In the case of my company, it’s defined by the number of network participants using our platform. The more participants, the better and wider the availability of products on the platform. I am writing this article to focus on the importance of liquidity needed for the success of the new and exciting cryptocurrency market.
So let’s start by explaining how liquidity should be created. When you bring enough buyers and sellers into one market with a high level of participation and combine it with as much price transparency as possible, the result will create better liquidity. In an exchange framework, liquidity is measured by how narrow or wide the bid-ask spreads are. The narrower the spread, the higher the liquidity.

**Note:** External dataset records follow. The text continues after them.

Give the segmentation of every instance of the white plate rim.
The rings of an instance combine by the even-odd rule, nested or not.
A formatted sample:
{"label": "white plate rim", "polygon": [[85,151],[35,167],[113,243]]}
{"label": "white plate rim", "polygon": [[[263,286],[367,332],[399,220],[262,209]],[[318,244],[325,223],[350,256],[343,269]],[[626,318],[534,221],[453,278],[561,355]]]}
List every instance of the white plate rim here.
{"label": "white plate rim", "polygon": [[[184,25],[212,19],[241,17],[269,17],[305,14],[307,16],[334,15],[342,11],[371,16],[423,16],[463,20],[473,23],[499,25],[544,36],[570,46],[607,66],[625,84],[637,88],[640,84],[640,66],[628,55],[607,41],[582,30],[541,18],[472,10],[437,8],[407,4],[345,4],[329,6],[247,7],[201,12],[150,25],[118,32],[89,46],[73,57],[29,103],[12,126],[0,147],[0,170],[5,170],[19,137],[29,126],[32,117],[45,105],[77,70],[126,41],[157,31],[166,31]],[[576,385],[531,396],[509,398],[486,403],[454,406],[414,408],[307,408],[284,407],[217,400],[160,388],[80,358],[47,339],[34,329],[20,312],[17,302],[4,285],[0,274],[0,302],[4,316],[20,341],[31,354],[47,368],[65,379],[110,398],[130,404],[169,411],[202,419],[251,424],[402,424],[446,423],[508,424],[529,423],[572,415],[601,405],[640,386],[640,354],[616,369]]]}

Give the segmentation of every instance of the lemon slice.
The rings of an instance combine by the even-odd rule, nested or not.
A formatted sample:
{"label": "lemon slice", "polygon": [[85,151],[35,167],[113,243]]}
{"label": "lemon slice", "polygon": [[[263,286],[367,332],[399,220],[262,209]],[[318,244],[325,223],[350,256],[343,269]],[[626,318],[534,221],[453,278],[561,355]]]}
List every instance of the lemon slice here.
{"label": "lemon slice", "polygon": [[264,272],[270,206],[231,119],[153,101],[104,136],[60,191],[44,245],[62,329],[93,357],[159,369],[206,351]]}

Another VERY important factor, and certainly the most important one in the maintenance of liquidity, are the market makers. These firms commit to support the market, regardless of the conditions it falls under. Market makers are rewarded by supporting the market and usually represent the group that also helps bring any issues to the market.

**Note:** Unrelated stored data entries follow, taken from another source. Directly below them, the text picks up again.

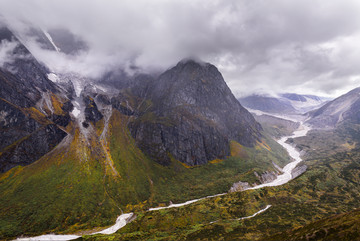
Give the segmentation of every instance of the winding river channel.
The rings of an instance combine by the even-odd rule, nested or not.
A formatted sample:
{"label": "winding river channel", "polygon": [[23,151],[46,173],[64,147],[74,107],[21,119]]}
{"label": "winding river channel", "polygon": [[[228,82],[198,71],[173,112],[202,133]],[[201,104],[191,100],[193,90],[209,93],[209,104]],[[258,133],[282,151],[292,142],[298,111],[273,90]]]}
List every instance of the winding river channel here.
{"label": "winding river channel", "polygon": [[[286,141],[289,138],[297,138],[297,137],[302,137],[302,136],[306,136],[306,134],[308,133],[308,131],[310,130],[310,127],[304,125],[303,123],[300,124],[300,127],[298,128],[298,130],[294,131],[294,133],[291,136],[284,136],[281,139],[277,140],[277,142],[283,146],[289,153],[289,156],[292,157],[294,159],[294,161],[290,162],[289,164],[287,164],[283,169],[282,172],[283,174],[277,176],[277,178],[271,182],[268,183],[264,183],[264,184],[260,184],[248,189],[259,189],[259,188],[263,188],[263,187],[272,187],[272,186],[280,186],[283,185],[287,182],[289,182],[292,179],[292,171],[294,170],[294,168],[302,161],[301,157],[300,157],[300,152],[298,150],[296,150],[296,148],[288,143],[286,143]],[[171,204],[167,207],[157,207],[157,208],[150,208],[148,211],[155,211],[155,210],[160,210],[160,209],[165,209],[165,208],[176,208],[176,207],[181,207],[181,206],[186,206],[189,205],[191,203],[195,203],[197,201],[203,200],[203,199],[207,199],[207,198],[211,198],[211,197],[216,197],[216,196],[222,196],[225,195],[226,193],[221,193],[221,194],[217,194],[217,195],[213,195],[213,196],[207,196],[207,197],[203,197],[203,198],[199,198],[199,199],[194,199],[194,200],[190,200],[184,203],[177,203],[177,204]],[[266,206],[264,209],[256,212],[255,214],[249,216],[249,217],[243,217],[243,218],[239,218],[238,220],[242,220],[242,219],[247,219],[247,218],[252,218],[255,217],[256,215],[266,211],[267,209],[269,209],[271,207],[271,205]],[[120,228],[124,227],[127,223],[128,220],[130,220],[133,217],[133,213],[125,213],[120,215],[117,219],[116,222],[113,226],[102,230],[100,232],[96,232],[96,233],[92,233],[92,234],[113,234],[115,233],[117,230],[119,230]],[[73,240],[73,239],[77,239],[81,236],[78,235],[57,235],[57,234],[46,234],[46,235],[41,235],[41,236],[37,236],[37,237],[31,237],[31,238],[18,238],[16,240],[20,240],[20,241],[51,241],[51,240]]]}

Not all market makers participate in an IPO, but the more market makers that do results in better stability and less volatility expressed in an issue.
Now let’s take this same scenario and apply it to the new ICO market, which is predominantly offered on the Ethereum platform. Much has been discussed about what an ICO (Initial Coin Offering) is, so I will not bore you with those details. What I want to address is the lack of liquidity in the ICO market.
This issue will haunt the Ethereum ICO market for some time until certain conditions appear that will support a liquid market on Ethereum. Without liquidity, the ICO market is basically a pump and dump scheme.
I am not suggesting that the ICOs are all like junk/penny stocks, but I will suggest that without enough liquidity, what we will see is great participation by buyers with no support from market makers and no buyers for cryptocoins that the ICO company wants to convert into flat cash.
Liquidity begets liquidity is one of the truths of this market. When one cryptocurrency draws good demand, more players come into the market and liquidity increases. The problem with the current ICO market is that there are too many currencies.
I recently read that there are more than one thousand cryptocurrencies. That would equal about one quarter of all the stocks in the U.S. It creates a sizable amount of issues and therefore provides even more incentive to create liquidity.
But as with stocks, they’re not all liquid, and the ones that are draw more participants. This is similar to real competition; Amazon has more liquidity than Blue Apron, for example, so liquidity, especially in Amazon’s particular market, could be a considerable competitive advantage.
Let’s figure out what will make the ICO market more liquid. Regulations are the top factor. Given the Ethereum platform and its unregulated ICOs, big players would never participate. Setting up the global framework for a regulated process to issue ICOs would be a big reason for liquidity.
Regulation would also bring legitimate market makers to the ICO market, and rules will need to be created for these participants. Although it may not be very good-natured in terms of competition, the global market for ICOs needs to consolidate around a small number of exchanges.
Folks, although it represents the distributed and non-governed process, Ethereum is not conducive to the creation of a liquid market. In order to hedge the ICO exposure, a derivatives market should be created for it.
I am sure regulation, market makers and the derivative markets were not initially in the minds of Ethereum creator Vitalik Buterin. But if this market wants to have longevity, it needs liquidity.